Please don’t confuse my unusually high score for graphics with other modern games receiving this same score. Basically, all I am saying is that Arcade Treasures 2 is a flawless recreation of the original source material. Gauntlet 2 and Wizard of Wor wouldn’t be winning any awards in 2005 and Cyberball 2072 won’t be competing with Madden, except maybe on the GBA, but all of these games look just as good as they did 20 years ago.
The Xbox version of Arcade Treasures 2 supports progressive scan, which is ironic since HDTV was the further thing in gamers’ minds back in the 80’s. Still, the crisp display makes these games look unfathomably better than their interlaced CRT counterparts from two decades past.
Framerate is generally pretty decent in most all games with the exception of Hard Drivin’ which is odd since this game features some of the most basic graphics in the collection, but once your car gets up to speed the framerate becomes very inconsistent.
The only thing left is the bonus material, which is of moderate interest to game historians but no one else is going to tolerate the horrible video and sound quality. It’s obvious these are old movies that were dug up, digitized, and stuck on this disc. I supposed you could say it gives the entire package a retro-like feel but most will say it’s just cheap. Thankfully, the game makes up for this oversight with the game graphics, which is where you will hopefully be spending most of your time.

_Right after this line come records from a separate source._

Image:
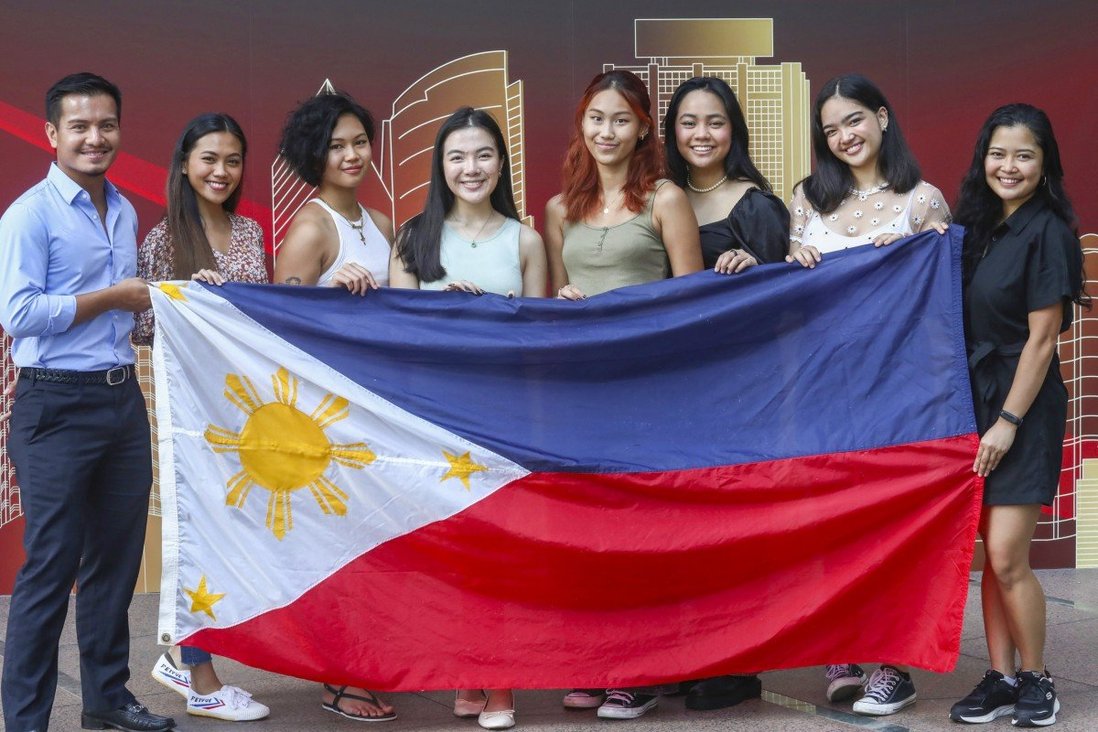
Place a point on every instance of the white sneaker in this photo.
(177, 679)
(844, 680)
(231, 704)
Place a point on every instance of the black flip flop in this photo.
(370, 699)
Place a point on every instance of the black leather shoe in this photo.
(131, 718)
(723, 691)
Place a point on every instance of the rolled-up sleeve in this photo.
(25, 308)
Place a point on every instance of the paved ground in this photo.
(793, 700)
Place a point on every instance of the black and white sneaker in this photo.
(886, 693)
(844, 680)
(992, 699)
(1037, 704)
(622, 704)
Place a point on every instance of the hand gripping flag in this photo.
(698, 476)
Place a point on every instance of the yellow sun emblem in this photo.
(282, 449)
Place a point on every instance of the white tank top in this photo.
(360, 243)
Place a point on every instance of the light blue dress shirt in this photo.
(54, 247)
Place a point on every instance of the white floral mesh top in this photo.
(864, 215)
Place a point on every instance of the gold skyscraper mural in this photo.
(407, 136)
(775, 98)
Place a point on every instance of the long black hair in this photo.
(738, 162)
(979, 210)
(832, 180)
(190, 248)
(309, 128)
(418, 241)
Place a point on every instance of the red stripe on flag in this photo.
(576, 580)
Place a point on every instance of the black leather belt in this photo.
(111, 376)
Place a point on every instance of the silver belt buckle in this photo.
(120, 373)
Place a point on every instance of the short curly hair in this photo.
(309, 128)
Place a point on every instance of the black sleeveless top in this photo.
(758, 223)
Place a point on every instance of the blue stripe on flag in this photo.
(864, 351)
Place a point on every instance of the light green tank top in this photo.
(601, 258)
(493, 263)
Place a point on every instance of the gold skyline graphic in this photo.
(776, 98)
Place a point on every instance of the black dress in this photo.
(758, 223)
(1032, 261)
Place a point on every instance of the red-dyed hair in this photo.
(580, 180)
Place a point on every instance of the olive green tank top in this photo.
(601, 258)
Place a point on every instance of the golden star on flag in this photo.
(461, 466)
(172, 290)
(202, 600)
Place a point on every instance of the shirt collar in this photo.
(1024, 214)
(69, 189)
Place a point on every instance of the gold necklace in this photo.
(472, 243)
(357, 226)
(606, 204)
(691, 186)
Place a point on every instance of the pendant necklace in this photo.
(691, 186)
(355, 225)
(606, 206)
(477, 235)
(862, 195)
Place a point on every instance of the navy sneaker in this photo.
(886, 693)
(1037, 705)
(992, 699)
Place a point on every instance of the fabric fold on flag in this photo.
(704, 475)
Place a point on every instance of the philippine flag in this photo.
(697, 476)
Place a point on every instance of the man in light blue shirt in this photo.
(79, 437)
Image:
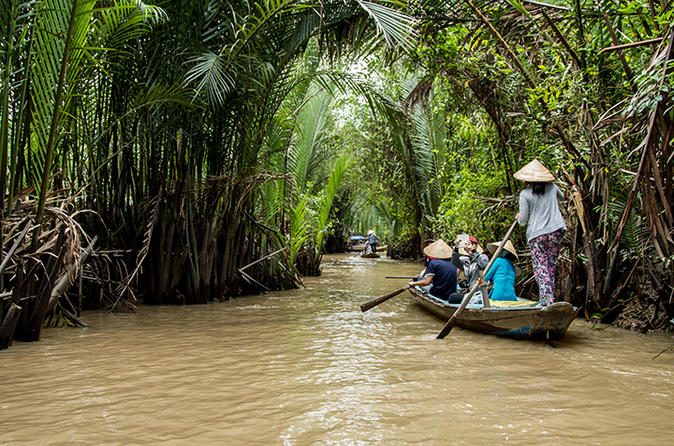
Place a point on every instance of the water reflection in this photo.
(307, 367)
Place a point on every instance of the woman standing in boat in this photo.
(539, 212)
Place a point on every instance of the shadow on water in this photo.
(307, 366)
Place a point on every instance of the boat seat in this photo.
(513, 303)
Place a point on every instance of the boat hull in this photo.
(529, 322)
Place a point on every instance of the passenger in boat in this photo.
(539, 212)
(477, 260)
(440, 273)
(372, 241)
(502, 273)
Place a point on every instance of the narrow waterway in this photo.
(306, 367)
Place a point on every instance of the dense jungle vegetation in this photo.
(177, 151)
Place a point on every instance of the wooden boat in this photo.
(520, 320)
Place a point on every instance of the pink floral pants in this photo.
(544, 253)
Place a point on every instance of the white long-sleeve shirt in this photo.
(540, 213)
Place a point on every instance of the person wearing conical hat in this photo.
(372, 241)
(502, 273)
(539, 212)
(440, 273)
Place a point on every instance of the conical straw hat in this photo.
(508, 247)
(438, 249)
(534, 172)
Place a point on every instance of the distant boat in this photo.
(372, 255)
(520, 321)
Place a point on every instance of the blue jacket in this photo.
(444, 278)
(502, 274)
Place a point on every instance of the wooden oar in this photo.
(374, 302)
(452, 320)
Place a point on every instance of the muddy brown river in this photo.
(306, 367)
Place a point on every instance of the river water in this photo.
(306, 367)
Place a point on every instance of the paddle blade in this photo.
(374, 302)
(447, 328)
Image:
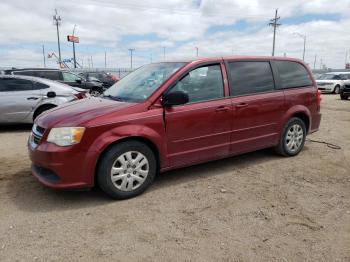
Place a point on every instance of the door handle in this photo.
(222, 108)
(240, 105)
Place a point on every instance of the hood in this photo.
(81, 112)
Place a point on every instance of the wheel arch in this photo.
(140, 139)
(301, 112)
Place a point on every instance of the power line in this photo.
(274, 24)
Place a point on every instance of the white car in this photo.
(23, 98)
(332, 82)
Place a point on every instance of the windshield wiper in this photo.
(115, 98)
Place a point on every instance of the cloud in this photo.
(180, 25)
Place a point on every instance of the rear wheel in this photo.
(343, 97)
(41, 110)
(127, 169)
(292, 139)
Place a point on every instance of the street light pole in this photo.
(304, 38)
(44, 56)
(57, 23)
(131, 50)
(75, 61)
(274, 24)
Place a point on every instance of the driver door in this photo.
(199, 130)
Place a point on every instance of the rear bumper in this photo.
(315, 122)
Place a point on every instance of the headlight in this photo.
(66, 136)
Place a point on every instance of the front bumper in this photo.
(62, 167)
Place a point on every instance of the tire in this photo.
(130, 178)
(41, 110)
(293, 132)
(96, 91)
(343, 97)
(336, 89)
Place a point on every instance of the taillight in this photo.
(80, 95)
(318, 99)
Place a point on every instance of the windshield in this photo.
(328, 77)
(140, 84)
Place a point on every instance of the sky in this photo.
(215, 27)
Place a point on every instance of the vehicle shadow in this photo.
(15, 128)
(29, 195)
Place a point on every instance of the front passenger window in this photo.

Much like the video, the sound is perfectly recreated. Gamers used to hearing Dolby Digital mixes from their Xbox will wonder what that tinny music, synthesized speech, and collection of beeps and whistles are all about. Parents can then regale their children with tales of the good old days, before 24-channel, 5.1 surround sound.
We were lucky to get a single-track midi theme and a few dozen synthesized effects. When games started introducing speech the gamers became speechless. “Warrior needs food” should bring a smile to any gamer over 35.
Considering most of the people who played these games when they came out were dumping hundreds of quarters into coin slots each week, we already know how addicting they are. The fact that we can play these games now without sacrificing our lunch money means there is no limitation to our obsession.
The day this game arrived I played Joust for almost four straight hours. When another GCM reviewer joined in for some Gauntlet another two hours vanished before we had to force ourselves to stop.
Bottom line here is that you have 20+ highly addictive games and even if you only like half of them you are guaranteed to get your money’s worth out of Arcade Treasures 2. It’s only $20 so don’t even insult yourself or Midway by renting this game. Pry that twenty out of your wallet and start thinking up excuses for calling in sick to work.
Midway Arcade Treasures 2 is going to appeal to anyone who grew up in the 80’s and 90’s and was a regular at their local arcade. This amazing compilation DVD has games that you can now only find in airport terminals and bowling alleys. Parents can finally compete with their kids and actually have an advantage, and there is even some educational and historical value to this collection.
These are first-rate emulations of all the original games, perfect recreations that will put a smile on your face and provide countless hours of gaming enjoyment. Arcade Treasures 2 is a must-have for retro gamers and a great way to preserve one of the most influential decades of gaming history.